Somos a geração que está a levar com duas crises crises profundas, talvez das maiores do século a acontecerem as duas seguidas, em dois momentos cruciais: precisamente no momento em que estaríamos a entrar no mercado de trabalho e, agora, quando estaríamos minimamente estabelecidos na nossa carreira profissional — se é que existe carreira para um precário a recibos verdes.
Não só não conseguimos esta entrada de uma forma normal, ágil, como agora, no momento em que poderíamos estar a progredir na carreira, poderíamos estar a ambicionar ter filhos, ter uma casa.

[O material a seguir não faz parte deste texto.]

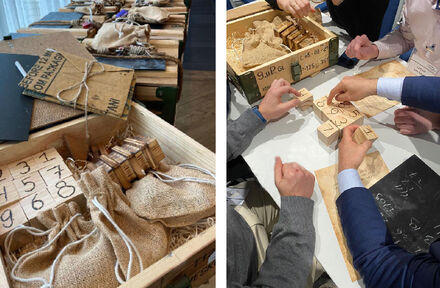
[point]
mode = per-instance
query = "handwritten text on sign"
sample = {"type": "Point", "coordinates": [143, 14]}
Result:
{"type": "Point", "coordinates": [311, 60]}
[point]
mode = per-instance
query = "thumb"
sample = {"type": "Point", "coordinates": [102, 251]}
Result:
{"type": "Point", "coordinates": [278, 170]}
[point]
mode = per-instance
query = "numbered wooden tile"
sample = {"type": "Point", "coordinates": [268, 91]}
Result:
{"type": "Point", "coordinates": [8, 193]}
{"type": "Point", "coordinates": [55, 172]}
{"type": "Point", "coordinates": [5, 174]}
{"type": "Point", "coordinates": [37, 202]}
{"type": "Point", "coordinates": [23, 167]}
{"type": "Point", "coordinates": [10, 217]}
{"type": "Point", "coordinates": [29, 184]}
{"type": "Point", "coordinates": [64, 190]}
{"type": "Point", "coordinates": [47, 157]}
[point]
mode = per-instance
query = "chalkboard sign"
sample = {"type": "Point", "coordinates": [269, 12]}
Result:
{"type": "Point", "coordinates": [409, 202]}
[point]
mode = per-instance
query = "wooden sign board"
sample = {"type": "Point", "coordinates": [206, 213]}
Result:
{"type": "Point", "coordinates": [372, 169]}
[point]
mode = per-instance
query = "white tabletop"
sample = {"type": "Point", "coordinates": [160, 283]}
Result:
{"type": "Point", "coordinates": [294, 138]}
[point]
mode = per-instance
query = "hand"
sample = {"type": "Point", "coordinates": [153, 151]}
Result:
{"type": "Point", "coordinates": [271, 106]}
{"type": "Point", "coordinates": [362, 48]}
{"type": "Point", "coordinates": [409, 121]}
{"type": "Point", "coordinates": [351, 154]}
{"type": "Point", "coordinates": [353, 88]}
{"type": "Point", "coordinates": [292, 179]}
{"type": "Point", "coordinates": [297, 8]}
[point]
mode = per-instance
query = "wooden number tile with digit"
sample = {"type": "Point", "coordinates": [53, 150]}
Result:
{"type": "Point", "coordinates": [328, 132]}
{"type": "Point", "coordinates": [364, 133]}
{"type": "Point", "coordinates": [23, 167]}
{"type": "Point", "coordinates": [29, 184]}
{"type": "Point", "coordinates": [8, 193]}
{"type": "Point", "coordinates": [47, 157]}
{"type": "Point", "coordinates": [37, 202]}
{"type": "Point", "coordinates": [5, 174]}
{"type": "Point", "coordinates": [55, 172]}
{"type": "Point", "coordinates": [64, 190]}
{"type": "Point", "coordinates": [10, 217]}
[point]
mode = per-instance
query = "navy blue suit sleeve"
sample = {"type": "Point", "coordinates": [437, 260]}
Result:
{"type": "Point", "coordinates": [379, 261]}
{"type": "Point", "coordinates": [422, 92]}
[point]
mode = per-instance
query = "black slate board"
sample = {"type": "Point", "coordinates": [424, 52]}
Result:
{"type": "Point", "coordinates": [409, 201]}
{"type": "Point", "coordinates": [15, 108]}
{"type": "Point", "coordinates": [136, 64]}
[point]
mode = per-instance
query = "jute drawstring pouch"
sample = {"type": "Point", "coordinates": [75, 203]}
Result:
{"type": "Point", "coordinates": [148, 14]}
{"type": "Point", "coordinates": [179, 197]}
{"type": "Point", "coordinates": [115, 35]}
{"type": "Point", "coordinates": [75, 253]}
{"type": "Point", "coordinates": [136, 242]}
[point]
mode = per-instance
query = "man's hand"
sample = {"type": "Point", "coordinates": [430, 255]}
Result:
{"type": "Point", "coordinates": [351, 154]}
{"type": "Point", "coordinates": [362, 48]}
{"type": "Point", "coordinates": [292, 179]}
{"type": "Point", "coordinates": [297, 8]}
{"type": "Point", "coordinates": [353, 88]}
{"type": "Point", "coordinates": [271, 106]}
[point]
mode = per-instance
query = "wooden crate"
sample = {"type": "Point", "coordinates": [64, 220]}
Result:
{"type": "Point", "coordinates": [255, 82]}
{"type": "Point", "coordinates": [193, 259]}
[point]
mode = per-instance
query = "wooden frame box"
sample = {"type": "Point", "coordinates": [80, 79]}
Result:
{"type": "Point", "coordinates": [193, 260]}
{"type": "Point", "coordinates": [294, 66]}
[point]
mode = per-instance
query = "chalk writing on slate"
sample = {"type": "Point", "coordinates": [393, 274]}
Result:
{"type": "Point", "coordinates": [408, 199]}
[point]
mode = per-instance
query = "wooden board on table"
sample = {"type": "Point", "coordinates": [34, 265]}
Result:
{"type": "Point", "coordinates": [372, 169]}
{"type": "Point", "coordinates": [373, 105]}
{"type": "Point", "coordinates": [45, 113]}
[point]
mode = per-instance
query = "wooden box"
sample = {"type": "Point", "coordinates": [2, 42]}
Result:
{"type": "Point", "coordinates": [294, 66]}
{"type": "Point", "coordinates": [193, 261]}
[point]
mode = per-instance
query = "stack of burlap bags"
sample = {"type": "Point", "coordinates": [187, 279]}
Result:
{"type": "Point", "coordinates": [123, 235]}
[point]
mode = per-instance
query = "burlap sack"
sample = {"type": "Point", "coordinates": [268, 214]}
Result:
{"type": "Point", "coordinates": [261, 45]}
{"type": "Point", "coordinates": [148, 14]}
{"type": "Point", "coordinates": [140, 3]}
{"type": "Point", "coordinates": [87, 263]}
{"type": "Point", "coordinates": [131, 237]}
{"type": "Point", "coordinates": [177, 203]}
{"type": "Point", "coordinates": [115, 35]}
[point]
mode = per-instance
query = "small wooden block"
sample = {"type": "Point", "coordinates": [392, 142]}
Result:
{"type": "Point", "coordinates": [55, 172]}
{"type": "Point", "coordinates": [47, 157]}
{"type": "Point", "coordinates": [5, 174]}
{"type": "Point", "coordinates": [78, 148]}
{"type": "Point", "coordinates": [23, 167]}
{"type": "Point", "coordinates": [328, 132]}
{"type": "Point", "coordinates": [283, 26]}
{"type": "Point", "coordinates": [29, 184]}
{"type": "Point", "coordinates": [8, 193]}
{"type": "Point", "coordinates": [64, 190]}
{"type": "Point", "coordinates": [37, 202]}
{"type": "Point", "coordinates": [10, 217]}
{"type": "Point", "coordinates": [364, 133]}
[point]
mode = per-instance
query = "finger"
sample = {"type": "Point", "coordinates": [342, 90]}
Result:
{"type": "Point", "coordinates": [278, 170]}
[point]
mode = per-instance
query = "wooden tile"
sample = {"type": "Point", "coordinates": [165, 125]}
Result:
{"type": "Point", "coordinates": [36, 203]}
{"type": "Point", "coordinates": [64, 190]}
{"type": "Point", "coordinates": [10, 217]}
{"type": "Point", "coordinates": [47, 157]}
{"type": "Point", "coordinates": [8, 193]}
{"type": "Point", "coordinates": [29, 184]}
{"type": "Point", "coordinates": [364, 133]}
{"type": "Point", "coordinates": [23, 167]}
{"type": "Point", "coordinates": [328, 132]}
{"type": "Point", "coordinates": [5, 174]}
{"type": "Point", "coordinates": [55, 172]}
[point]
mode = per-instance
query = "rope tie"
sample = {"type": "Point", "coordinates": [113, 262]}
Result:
{"type": "Point", "coordinates": [130, 246]}
{"type": "Point", "coordinates": [37, 232]}
{"type": "Point", "coordinates": [170, 179]}
{"type": "Point", "coordinates": [81, 85]}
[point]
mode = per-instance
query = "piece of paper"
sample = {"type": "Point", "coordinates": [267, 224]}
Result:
{"type": "Point", "coordinates": [372, 169]}
{"type": "Point", "coordinates": [373, 105]}
{"type": "Point", "coordinates": [60, 74]}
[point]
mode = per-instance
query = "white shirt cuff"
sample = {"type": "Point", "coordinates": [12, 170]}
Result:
{"type": "Point", "coordinates": [349, 178]}
{"type": "Point", "coordinates": [390, 88]}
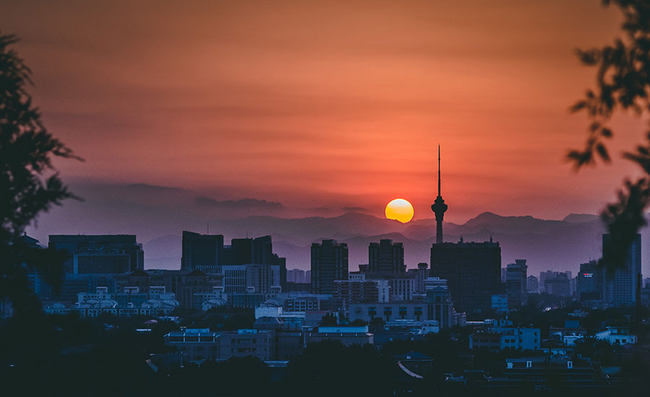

Falamos do direito a constituir família e do direito à habitação, direitos constitucionais que, depois, quando vemos a economia funcionar sem aquilo que eu acho que deveria ser uma maior regulamentação, faz com que direitos que estão na lei não passem disso.
No meu caso, decidi que quero dedicar os próximos dez anos a duas metas no meu activismo. A luta pelos direitos humanos, isto é, assegurar que o futuro dos meus amigos e familiares é num sítio onde existem direitos e são garantidos os direitos de todas as pessoas, porque isso está em risco, e lutar para que possamos viver não só em liberdade, mas viver, literalmente. Porque não nos vale de nada termos direitos se não pudermos respirar, se não pudermos beber água. Precisamos de tudo isto e tudo isto está ligado, incluindo as pessoas nos movimentos sociais. E hoje eu vejo estas intersecções acima de tudo na minha luta.”